Information and resources to help you make important decisions about where to publish your research.

Introduction

Selecting a journal in which to publish is complex.   There are many issues, such as discipline, themed issues, links to conferences, aim of the article, etc. to take into account. Careful consideration should also be given to the choice between traditional and open access publication.

Although many authors complete their manuscript and then decide to which journals they want to submit their work, much time and effort can be saved if you choose which journal you want to send your work to at the very beginning of the writing process. Different journals have different stylistic specifications which need to be strictly adhered to. Specifications are found in the journal's author guidelines. Each journal has a specific mandate and articles are frequently rejected because they do not fit the aims and scope of a journal.

Keep in mind that you may not submit your article to more than one academic journal at a time. If your article is rejected by one journal, you can consider submitting it to a second, but only after you modify your paper to fit that journal’s specifications.
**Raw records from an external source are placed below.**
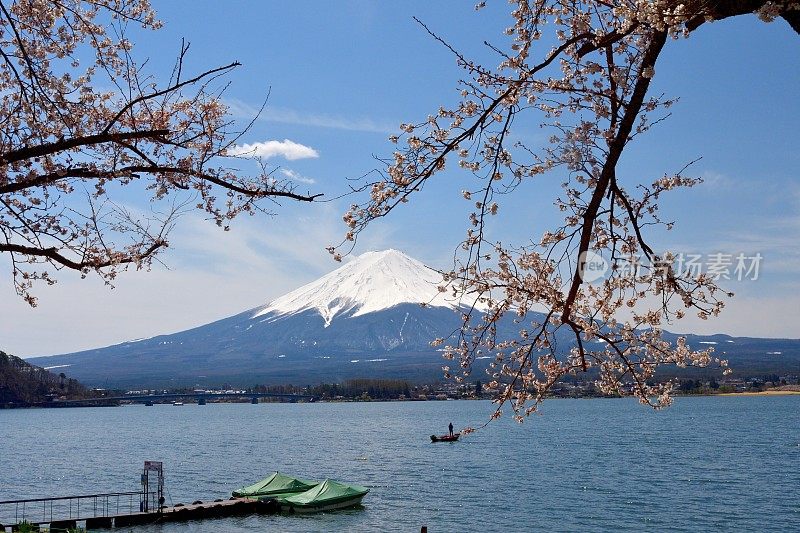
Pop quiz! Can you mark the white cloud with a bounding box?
[280,168,317,185]
[229,139,319,161]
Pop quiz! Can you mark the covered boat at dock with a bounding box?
[279,479,369,513]
[233,472,319,500]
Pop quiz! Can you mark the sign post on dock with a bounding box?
[139,461,164,513]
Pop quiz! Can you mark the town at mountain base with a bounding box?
[29,250,800,388]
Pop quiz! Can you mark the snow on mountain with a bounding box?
[253,250,476,327]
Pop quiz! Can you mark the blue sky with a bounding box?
[0,0,800,356]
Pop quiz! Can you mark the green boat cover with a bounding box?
[233,472,319,498]
[283,479,369,507]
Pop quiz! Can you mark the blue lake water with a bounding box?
[0,396,800,533]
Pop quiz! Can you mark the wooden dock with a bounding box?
[0,498,280,532]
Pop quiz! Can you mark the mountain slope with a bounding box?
[26,250,800,388]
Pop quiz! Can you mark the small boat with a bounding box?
[233,472,319,500]
[431,433,461,442]
[278,479,369,513]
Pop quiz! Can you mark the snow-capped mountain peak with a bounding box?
[253,249,466,327]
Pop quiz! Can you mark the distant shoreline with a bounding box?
[712,390,800,396]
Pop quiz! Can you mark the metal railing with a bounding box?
[0,491,142,525]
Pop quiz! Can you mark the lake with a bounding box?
[0,396,800,533]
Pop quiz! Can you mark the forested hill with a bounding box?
[0,351,91,407]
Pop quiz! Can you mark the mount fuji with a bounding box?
[30,250,490,387]
[28,250,800,388]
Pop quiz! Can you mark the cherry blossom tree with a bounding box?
[340,0,800,421]
[0,0,319,305]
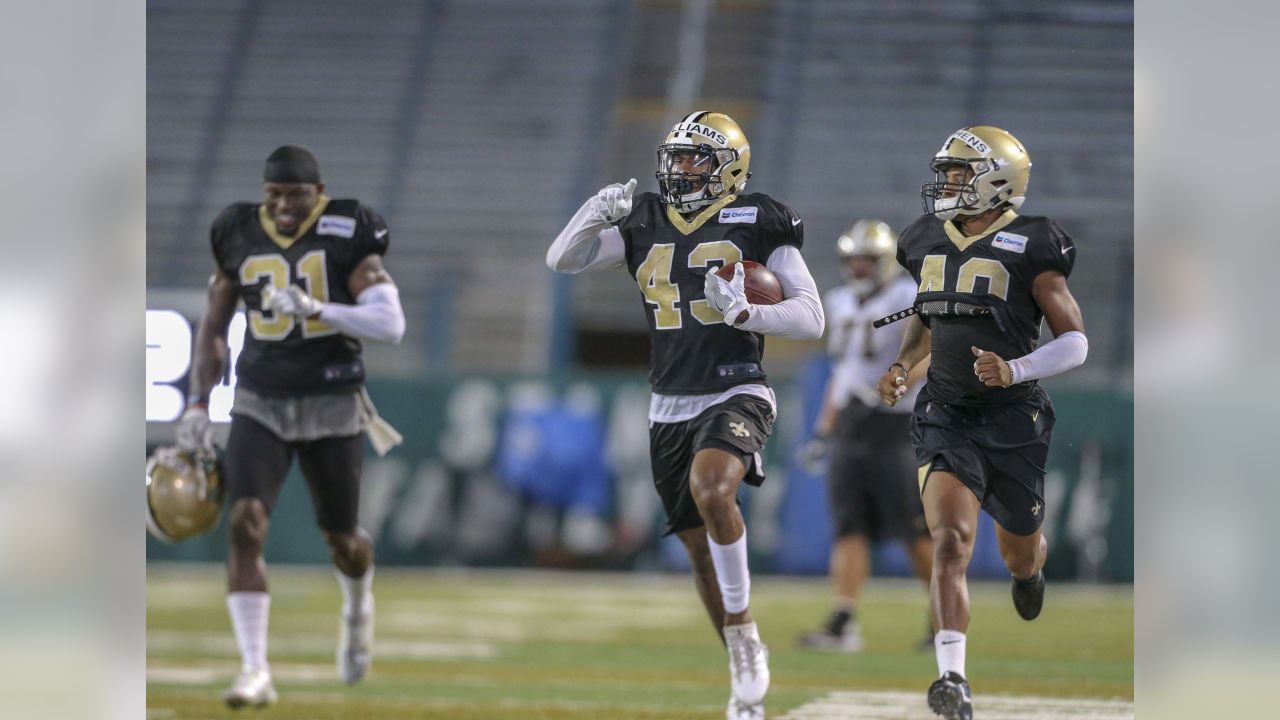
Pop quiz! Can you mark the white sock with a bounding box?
[933,630,968,678]
[707,528,751,612]
[333,565,374,618]
[227,592,271,670]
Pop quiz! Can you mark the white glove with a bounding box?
[703,263,751,325]
[595,178,636,223]
[174,405,214,450]
[262,284,324,319]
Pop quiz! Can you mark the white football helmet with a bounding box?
[920,126,1032,220]
[655,110,751,213]
[836,219,901,297]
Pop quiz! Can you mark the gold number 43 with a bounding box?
[636,240,742,331]
[241,250,338,340]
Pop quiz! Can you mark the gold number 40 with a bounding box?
[636,240,742,331]
[241,250,338,340]
[919,255,1009,300]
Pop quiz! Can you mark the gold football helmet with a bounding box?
[657,110,751,213]
[920,126,1032,220]
[836,218,901,295]
[147,447,224,543]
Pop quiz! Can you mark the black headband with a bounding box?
[262,145,320,184]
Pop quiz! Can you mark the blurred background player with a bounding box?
[879,126,1088,720]
[800,219,933,652]
[177,145,404,707]
[547,110,823,720]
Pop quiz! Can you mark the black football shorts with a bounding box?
[224,413,365,533]
[827,400,929,542]
[649,395,773,536]
[911,386,1055,536]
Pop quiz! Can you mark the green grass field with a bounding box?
[147,565,1133,720]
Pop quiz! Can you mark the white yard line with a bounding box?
[778,692,1134,720]
[147,630,498,660]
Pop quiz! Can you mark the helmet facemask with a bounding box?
[920,158,1011,220]
[655,143,737,213]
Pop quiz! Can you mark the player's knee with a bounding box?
[1000,547,1037,578]
[933,520,973,565]
[324,530,364,557]
[689,471,735,510]
[228,497,270,550]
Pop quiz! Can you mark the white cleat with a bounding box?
[724,696,764,720]
[223,666,278,710]
[338,601,374,685]
[724,623,769,706]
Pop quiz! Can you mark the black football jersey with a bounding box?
[897,211,1075,405]
[210,197,390,397]
[618,192,804,395]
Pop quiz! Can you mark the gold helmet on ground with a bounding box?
[147,447,224,543]
[657,110,751,213]
[836,218,901,295]
[920,126,1032,220]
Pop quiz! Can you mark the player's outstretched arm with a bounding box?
[547,178,636,274]
[876,315,933,407]
[262,254,404,345]
[175,269,236,450]
[733,245,827,340]
[973,270,1089,387]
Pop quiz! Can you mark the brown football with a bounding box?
[716,260,782,305]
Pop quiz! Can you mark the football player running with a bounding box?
[879,126,1088,720]
[178,145,404,707]
[547,110,823,720]
[800,219,933,652]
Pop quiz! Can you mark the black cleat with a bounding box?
[1014,570,1044,620]
[929,673,973,720]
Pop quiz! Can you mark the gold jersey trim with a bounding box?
[942,209,1018,252]
[667,193,737,234]
[257,195,329,250]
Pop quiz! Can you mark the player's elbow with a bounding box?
[797,297,827,340]
[383,313,404,345]
[1061,331,1089,368]
[547,247,580,274]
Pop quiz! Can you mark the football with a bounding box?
[716,260,782,305]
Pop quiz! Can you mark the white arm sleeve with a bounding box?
[320,283,404,345]
[1009,331,1089,384]
[547,196,626,274]
[737,245,826,340]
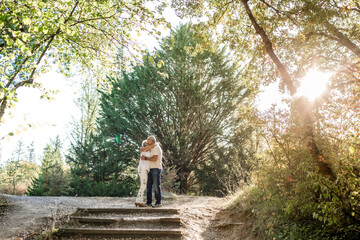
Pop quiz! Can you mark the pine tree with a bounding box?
[99,24,249,193]
[26,137,71,196]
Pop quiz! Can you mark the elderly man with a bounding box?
[141,136,162,207]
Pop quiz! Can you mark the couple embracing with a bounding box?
[135,136,162,207]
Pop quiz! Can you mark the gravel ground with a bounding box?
[0,194,223,240]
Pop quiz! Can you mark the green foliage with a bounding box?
[100,24,250,194]
[26,137,71,196]
[0,0,165,120]
[67,132,138,196]
[0,141,38,195]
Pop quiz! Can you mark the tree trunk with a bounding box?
[241,0,335,179]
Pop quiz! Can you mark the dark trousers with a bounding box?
[146,168,161,204]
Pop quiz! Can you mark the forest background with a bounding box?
[0,0,360,239]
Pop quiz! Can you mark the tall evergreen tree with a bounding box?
[26,137,71,196]
[99,24,249,193]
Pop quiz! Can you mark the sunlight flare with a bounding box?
[296,69,332,101]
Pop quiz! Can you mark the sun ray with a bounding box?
[296,69,332,101]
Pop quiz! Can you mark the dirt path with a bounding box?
[0,194,223,240]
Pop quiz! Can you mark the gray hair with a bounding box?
[148,136,156,143]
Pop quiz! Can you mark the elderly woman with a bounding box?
[135,140,155,207]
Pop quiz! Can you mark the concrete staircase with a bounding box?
[58,207,182,240]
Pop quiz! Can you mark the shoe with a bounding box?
[135,202,147,207]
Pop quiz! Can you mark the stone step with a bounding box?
[58,228,181,237]
[77,207,179,214]
[71,216,181,224]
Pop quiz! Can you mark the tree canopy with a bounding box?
[0,0,168,120]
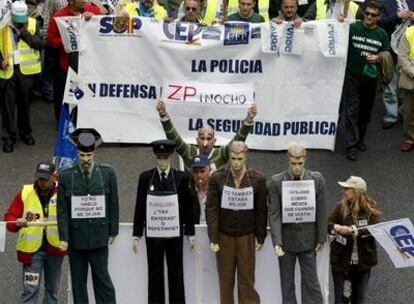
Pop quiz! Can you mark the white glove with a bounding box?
[256,239,263,251]
[210,243,220,252]
[59,241,68,251]
[275,245,285,257]
[132,239,139,254]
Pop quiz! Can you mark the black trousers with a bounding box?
[69,247,116,304]
[146,237,185,304]
[342,70,377,151]
[53,64,67,123]
[0,66,36,142]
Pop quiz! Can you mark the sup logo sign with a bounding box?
[99,16,142,36]
[224,22,249,45]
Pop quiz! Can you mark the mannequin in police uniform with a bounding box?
[206,141,267,304]
[58,129,119,304]
[267,144,328,304]
[0,1,45,153]
[133,140,194,303]
[2,161,66,304]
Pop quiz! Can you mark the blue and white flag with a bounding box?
[55,104,78,171]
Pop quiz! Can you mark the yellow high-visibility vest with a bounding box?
[125,1,167,20]
[315,0,359,21]
[405,26,414,58]
[0,18,42,79]
[16,185,59,253]
[227,0,269,22]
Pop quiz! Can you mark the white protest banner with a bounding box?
[78,223,330,304]
[221,186,254,210]
[71,195,106,219]
[162,80,254,107]
[55,17,84,53]
[146,194,180,237]
[317,20,348,57]
[364,218,414,268]
[260,22,286,53]
[63,67,93,105]
[0,222,6,252]
[0,0,12,28]
[282,22,304,55]
[282,180,316,223]
[72,16,349,150]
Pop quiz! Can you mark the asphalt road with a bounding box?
[0,101,414,304]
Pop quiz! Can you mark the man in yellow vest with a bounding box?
[227,0,265,23]
[227,0,269,22]
[303,0,362,21]
[125,0,167,20]
[0,1,45,153]
[4,161,66,303]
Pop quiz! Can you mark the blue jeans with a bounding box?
[383,66,400,122]
[20,250,63,304]
[332,265,371,304]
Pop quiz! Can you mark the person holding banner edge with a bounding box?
[132,140,195,303]
[267,144,327,304]
[4,161,66,304]
[328,176,381,304]
[57,128,119,304]
[156,100,257,172]
[206,141,267,304]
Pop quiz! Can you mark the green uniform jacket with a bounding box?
[161,119,252,172]
[57,163,119,249]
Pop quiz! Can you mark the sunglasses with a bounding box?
[364,12,379,17]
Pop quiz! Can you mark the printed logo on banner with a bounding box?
[224,22,249,45]
[163,82,254,106]
[328,23,336,56]
[250,27,262,39]
[303,22,316,35]
[389,225,414,260]
[201,26,222,40]
[99,16,142,37]
[284,23,295,54]
[64,20,79,51]
[163,22,203,45]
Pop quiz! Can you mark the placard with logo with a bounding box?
[282,180,316,224]
[221,186,254,210]
[71,195,106,219]
[146,194,180,238]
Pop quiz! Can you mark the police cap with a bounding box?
[70,128,102,153]
[151,139,175,156]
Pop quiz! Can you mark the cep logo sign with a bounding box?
[390,225,414,260]
[99,16,142,34]
[166,84,197,102]
[163,22,202,43]
[224,22,250,45]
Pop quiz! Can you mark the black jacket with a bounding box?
[328,204,378,275]
[133,168,194,237]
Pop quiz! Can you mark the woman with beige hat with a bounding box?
[328,176,381,304]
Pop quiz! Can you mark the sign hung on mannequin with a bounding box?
[146,194,180,238]
[71,195,106,219]
[282,180,316,224]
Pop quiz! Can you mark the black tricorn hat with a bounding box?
[70,128,103,153]
[151,139,175,155]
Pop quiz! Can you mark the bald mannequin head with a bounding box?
[229,141,248,175]
[287,145,306,177]
[196,127,216,155]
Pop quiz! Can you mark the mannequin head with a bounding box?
[157,155,171,171]
[229,141,248,175]
[196,127,216,155]
[287,145,306,177]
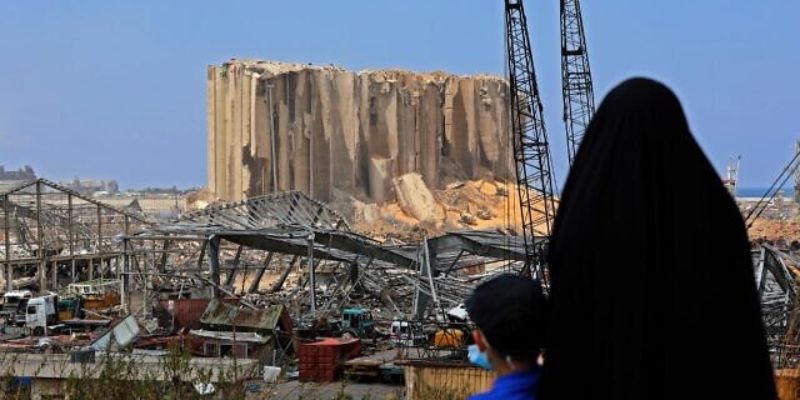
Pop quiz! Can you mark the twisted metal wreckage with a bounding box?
[0,183,800,366]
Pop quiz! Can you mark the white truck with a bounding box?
[25,294,58,335]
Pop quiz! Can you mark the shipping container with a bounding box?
[298,338,361,382]
[395,360,496,400]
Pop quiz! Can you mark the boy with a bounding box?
[466,274,547,400]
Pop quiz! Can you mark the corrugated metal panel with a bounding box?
[403,365,496,400]
[775,369,800,400]
[159,299,211,330]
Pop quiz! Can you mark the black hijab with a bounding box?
[542,78,776,400]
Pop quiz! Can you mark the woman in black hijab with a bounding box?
[542,79,776,400]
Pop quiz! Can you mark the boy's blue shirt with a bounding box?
[469,367,539,400]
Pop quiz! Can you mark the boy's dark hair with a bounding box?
[465,274,549,361]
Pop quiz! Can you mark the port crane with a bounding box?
[505,0,595,277]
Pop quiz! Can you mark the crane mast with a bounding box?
[561,0,595,165]
[505,0,555,274]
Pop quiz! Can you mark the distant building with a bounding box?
[0,165,36,181]
[59,178,119,194]
[0,165,36,192]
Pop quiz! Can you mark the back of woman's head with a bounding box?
[542,78,774,399]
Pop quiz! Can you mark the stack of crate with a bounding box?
[299,338,361,382]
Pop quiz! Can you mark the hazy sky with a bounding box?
[0,0,800,188]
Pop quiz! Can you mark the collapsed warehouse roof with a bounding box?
[0,179,150,290]
[126,192,536,316]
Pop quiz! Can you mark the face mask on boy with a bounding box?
[467,344,494,371]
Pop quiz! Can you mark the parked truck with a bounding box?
[0,290,33,325]
[25,294,58,335]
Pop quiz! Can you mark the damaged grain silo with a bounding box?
[208,60,514,203]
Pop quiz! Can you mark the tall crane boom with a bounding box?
[505,0,555,273]
[561,0,595,165]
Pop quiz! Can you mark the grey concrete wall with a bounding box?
[207,61,514,201]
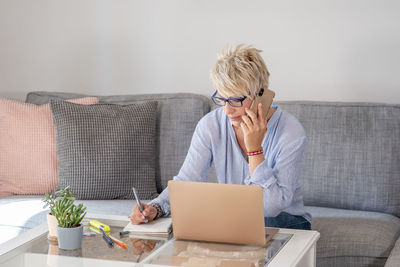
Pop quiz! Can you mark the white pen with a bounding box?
[132,187,149,223]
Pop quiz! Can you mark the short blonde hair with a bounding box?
[210,44,269,96]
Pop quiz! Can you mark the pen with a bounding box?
[100,227,114,247]
[109,235,128,248]
[132,187,149,223]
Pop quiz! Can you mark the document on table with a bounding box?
[124,217,172,238]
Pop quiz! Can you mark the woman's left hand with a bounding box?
[240,103,267,151]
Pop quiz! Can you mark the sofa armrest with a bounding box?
[385,237,400,267]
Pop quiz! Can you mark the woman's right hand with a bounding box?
[129,204,157,224]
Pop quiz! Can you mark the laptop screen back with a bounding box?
[168,180,266,245]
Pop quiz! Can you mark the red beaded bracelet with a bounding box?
[247,149,263,156]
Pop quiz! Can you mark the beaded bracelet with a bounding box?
[247,147,262,153]
[247,149,263,157]
[151,203,164,220]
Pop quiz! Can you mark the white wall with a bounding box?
[0,0,400,103]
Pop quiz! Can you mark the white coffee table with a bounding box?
[0,214,319,267]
Experienced scientists will likely have a journal or two in mind at the outset; however, if you are an inexperienced author, start by making a shortlist of journals within your subject field.

Create a shortlist

There are a number of ways to find journals in a specific subject field:

  • Faculty librarians compile library guides which often offer a list of journals related to the subject field concerned.
  • The Journal Citation Reports categorise journals by subject.
  • Browse the A-Z list of electronic journals
  • Browse the Library’s journal shelves. Look up the call number of a journal you are familiar with and then look on the shelves around it for other journals with the same subject.
  • Ask your supervisor or mentor for a recommendation, but only if he or she publishes regularly and in a variety of journals.
  • Analyse the citations in your own research. Where were the articles you cited published? This can help you find journals that publish work on your topic and from your angle.

Evaluate your shortlist

The next step is to evaluate the journals on your shortlist. Consider the following factors in your evaluation process:

Never send your article to a journal that you have not read or closely examined.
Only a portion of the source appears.